Télécharger l'article : PDF

En juin 1942, la « nuit fantastique » de Bir Hakeim, fait d’armes modeste en soi, devient un événement d’envergure mondiale, redonnant espoir à ceux qui refusaient d’être d’éternels vaincus. La guerre du désert, vue au plus près.

Réédités sous un titre plus concis, les souvenirs reconstitués du général Koenig, Bir Hakeim, 10 juin 1942, publiés dans une première version en 1945 par l’Office français d’édition puis par les éditions Robert Laffont, en 1971, sont connus et figurent parmi les textes classiques des acteurs militaires de la Seconde Guerre mondiale.

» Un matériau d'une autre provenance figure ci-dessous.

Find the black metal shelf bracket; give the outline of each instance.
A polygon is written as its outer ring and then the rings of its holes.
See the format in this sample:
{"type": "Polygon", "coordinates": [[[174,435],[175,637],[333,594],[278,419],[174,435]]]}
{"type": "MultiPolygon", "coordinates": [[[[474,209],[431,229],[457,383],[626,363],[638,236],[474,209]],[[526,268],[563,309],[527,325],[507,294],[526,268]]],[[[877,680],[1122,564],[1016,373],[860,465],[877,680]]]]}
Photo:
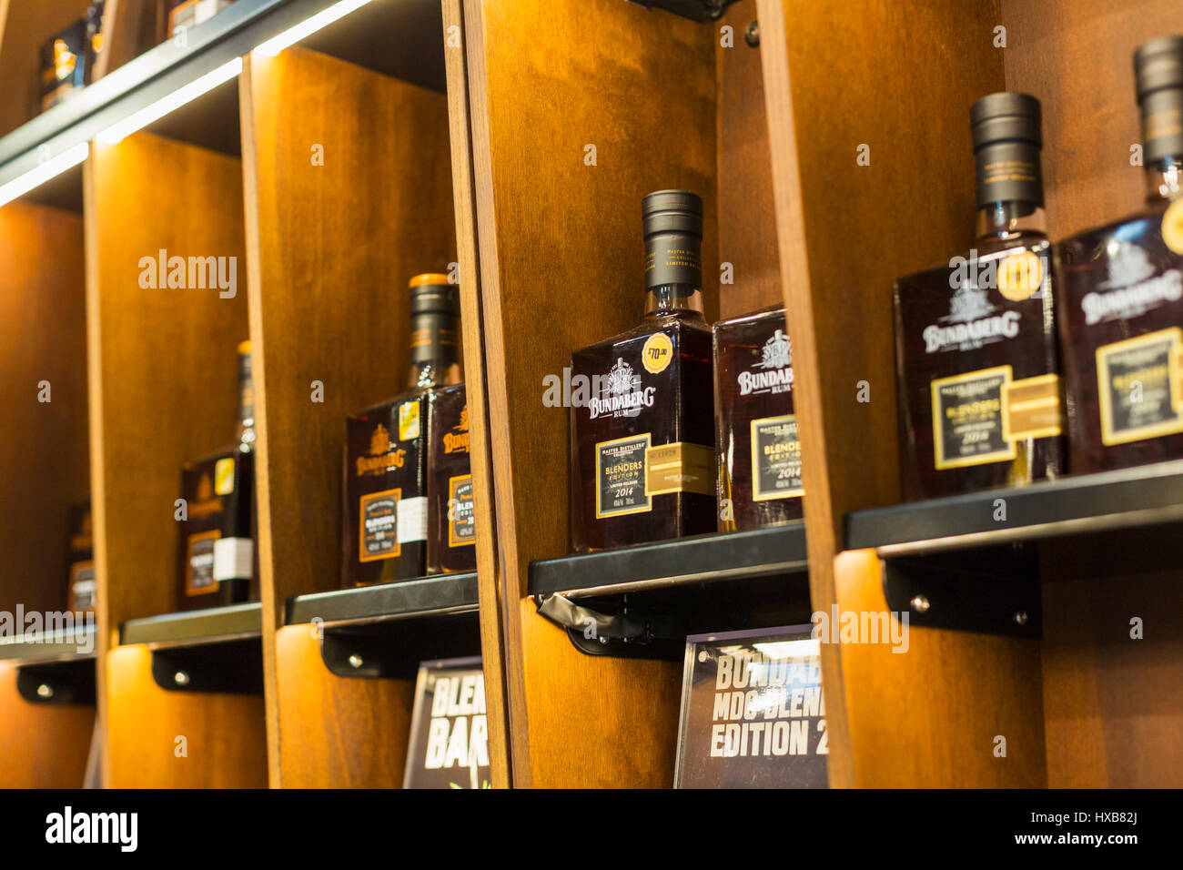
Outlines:
{"type": "Polygon", "coordinates": [[[1037,638],[1042,633],[1034,549],[983,550],[974,559],[887,559],[884,595],[893,619],[909,625],[1037,638]],[[997,556],[1002,556],[1001,559],[997,556]],[[972,565],[968,569],[967,565],[972,565]]]}
{"type": "Polygon", "coordinates": [[[601,613],[558,593],[535,595],[538,613],[567,632],[576,650],[587,656],[678,659],[686,649],[685,626],[670,617],[629,612],[601,613]]]}
{"type": "Polygon", "coordinates": [[[17,669],[17,691],[33,704],[93,704],[95,660],[30,664],[17,669]]]}
{"type": "Polygon", "coordinates": [[[168,691],[261,695],[263,647],[246,638],[153,649],[151,676],[168,691]]]}

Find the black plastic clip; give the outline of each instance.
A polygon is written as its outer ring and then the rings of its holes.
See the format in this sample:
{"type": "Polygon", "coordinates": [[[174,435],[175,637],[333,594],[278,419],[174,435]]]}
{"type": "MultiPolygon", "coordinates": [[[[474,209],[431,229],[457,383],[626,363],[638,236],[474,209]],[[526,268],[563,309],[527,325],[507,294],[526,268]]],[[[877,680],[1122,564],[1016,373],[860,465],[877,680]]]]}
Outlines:
{"type": "Polygon", "coordinates": [[[685,653],[686,632],[668,617],[601,613],[557,593],[535,595],[535,605],[588,656],[678,660],[685,653]]]}
{"type": "Polygon", "coordinates": [[[981,552],[971,571],[937,556],[888,559],[883,572],[887,607],[926,629],[1040,637],[1040,586],[1030,554],[1016,549],[993,558],[997,555],[981,552]]]}
{"type": "Polygon", "coordinates": [[[34,704],[93,704],[95,659],[18,668],[17,691],[34,704]]]}
{"type": "Polygon", "coordinates": [[[258,638],[151,651],[151,677],[169,691],[263,694],[263,647],[258,638]]]}

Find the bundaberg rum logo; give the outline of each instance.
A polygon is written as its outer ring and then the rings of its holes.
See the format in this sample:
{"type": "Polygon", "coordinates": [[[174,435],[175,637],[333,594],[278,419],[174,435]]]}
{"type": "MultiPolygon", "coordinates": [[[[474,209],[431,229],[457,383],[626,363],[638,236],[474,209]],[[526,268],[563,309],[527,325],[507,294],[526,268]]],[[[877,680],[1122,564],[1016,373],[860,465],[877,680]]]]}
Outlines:
{"type": "Polygon", "coordinates": [[[468,406],[460,408],[460,421],[452,427],[451,432],[444,433],[445,453],[468,452],[468,406]]]}
{"type": "Polygon", "coordinates": [[[202,518],[221,511],[221,496],[214,495],[214,483],[206,471],[198,481],[198,501],[189,505],[189,516],[202,518]]]}
{"type": "Polygon", "coordinates": [[[387,469],[401,469],[406,459],[406,450],[390,449],[390,431],[380,423],[370,436],[369,455],[357,457],[357,476],[381,475],[387,469]]]}
{"type": "Polygon", "coordinates": [[[784,330],[777,329],[759,349],[761,360],[756,368],[763,372],[741,372],[739,394],[787,393],[793,388],[793,347],[784,330]]]}
{"type": "Polygon", "coordinates": [[[594,420],[596,417],[636,417],[642,407],[652,407],[655,387],[641,388],[640,376],[633,374],[633,367],[623,357],[616,359],[616,365],[608,370],[607,395],[597,395],[588,401],[588,411],[594,420]]]}

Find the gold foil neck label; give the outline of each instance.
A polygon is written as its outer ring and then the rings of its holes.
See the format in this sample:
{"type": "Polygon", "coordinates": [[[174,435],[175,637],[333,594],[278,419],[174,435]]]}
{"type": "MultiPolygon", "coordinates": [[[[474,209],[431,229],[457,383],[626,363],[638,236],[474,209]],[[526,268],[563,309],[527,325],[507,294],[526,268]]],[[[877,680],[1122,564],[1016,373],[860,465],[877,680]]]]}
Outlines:
{"type": "Polygon", "coordinates": [[[1175,253],[1183,253],[1183,199],[1177,199],[1163,214],[1163,244],[1175,253]]]}
{"type": "Polygon", "coordinates": [[[1023,378],[1003,386],[1003,438],[1009,442],[1022,438],[1051,438],[1062,431],[1059,375],[1023,378]]]}
{"type": "Polygon", "coordinates": [[[1011,302],[1029,299],[1043,281],[1043,264],[1032,251],[1011,253],[998,264],[998,292],[1011,302]]]}
{"type": "Polygon", "coordinates": [[[674,442],[645,451],[645,492],[715,495],[715,451],[700,444],[674,442]]]}

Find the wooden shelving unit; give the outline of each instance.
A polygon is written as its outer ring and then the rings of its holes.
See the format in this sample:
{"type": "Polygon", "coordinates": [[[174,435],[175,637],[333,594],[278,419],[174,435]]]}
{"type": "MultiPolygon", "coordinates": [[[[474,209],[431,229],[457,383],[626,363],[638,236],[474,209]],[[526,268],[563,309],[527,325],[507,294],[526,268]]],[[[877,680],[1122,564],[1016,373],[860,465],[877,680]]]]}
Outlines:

Une histoire à plusieurs voix

« Fait d’armes, modeste en lui-même », affirme Koenig dans l’avant-propos (p. 33), la bataille de Bir Hakeim, qui se déroule du 26 mai au 11 juin, au milieu de l’année 1942, rapportée par celui qui assume alors le commandant de la 1re Brigade française libre – First Free French Brigade Group, selon l’appellation du commandement britannique –, avant de devenir en 1944 le chef des Forces françaises en Grande-Bretagne et des forces françaises de l’intérieur (FFI), représentant du Gouvernement provisoire de la République française (GPRF) auprès du général Eisenhower puis gouverneur militaire de Paris à la Libération, reste un événement d’envergure mondiale, dont les retombées politiques prennent une importance démesurée pour la France libre, considérée en ses débuts comme un repaire d’aventuriers, de déserteurs et de fascistes.

Si la narration suit le parcours sinueux des écrits de soldat, à la fois par l’angle d’approche privilégié et par le style qui s’apparente par endroits à un rapport militaire à la lecture fastidieuse – de l’aveu même de son auteur –, le texte n’en demeure pas moins une source pour l’historien.

Entamé par le général Koenig en 1958, en pleine guerre d’Algérie, l’année du retour au pouvoir du général de Gaulle à la faveur de la crise du 13 mai, après une longue enquête et la récolte de nombreux récits de survivants et de documents d’archives, l’ouvrage tel qu’il se présente aujourd’hui est lui-même le fruit d’une histoire à plusieurs voix, individuelle et collective, qui a valeur d’un témoignage où divers points de vue s’entremêlent.

Ce texte, qui débute par un hommage appuyé aux soldats combattants qui ont laissé leur vie à Bir Hakeim, a été achevé après la mort de Koenig, élevé à la dignité de maréchal de France à titre posthume en 1984, par le général Robert Carlot, gendre de sa femme. La courte présentation de François Broche dont le père, le lieutenant-colonel Félix Broche, mort à Bir Hakeim et nommé Compagnon de la Libération, a été l’un des proches de Koenig, introduit quelques nuances relevant d’un droit d’inventaire dans la filiation politique gaulliste d’après-guerre.

Guérilla et escarmouches

L’intérêt principal de l’ouvrage réside dans l’évocation de la France libre vue du champ de bataille, loin de Londres, de Brazzaville ou d’Alger où se construisent les fondations d’un proto-État alternatif aux gouvernements de Vichy, où les vaincus se trouvent de plus en plus fermement liés aux intérêts de l’Axe jusqu’à l’exil à Sigmaringen à l’été 1944 sur les terres du IIIe Reich. Ainsi est-il possible de saisir comment le militaire engendre du politique à l’échelle internationale.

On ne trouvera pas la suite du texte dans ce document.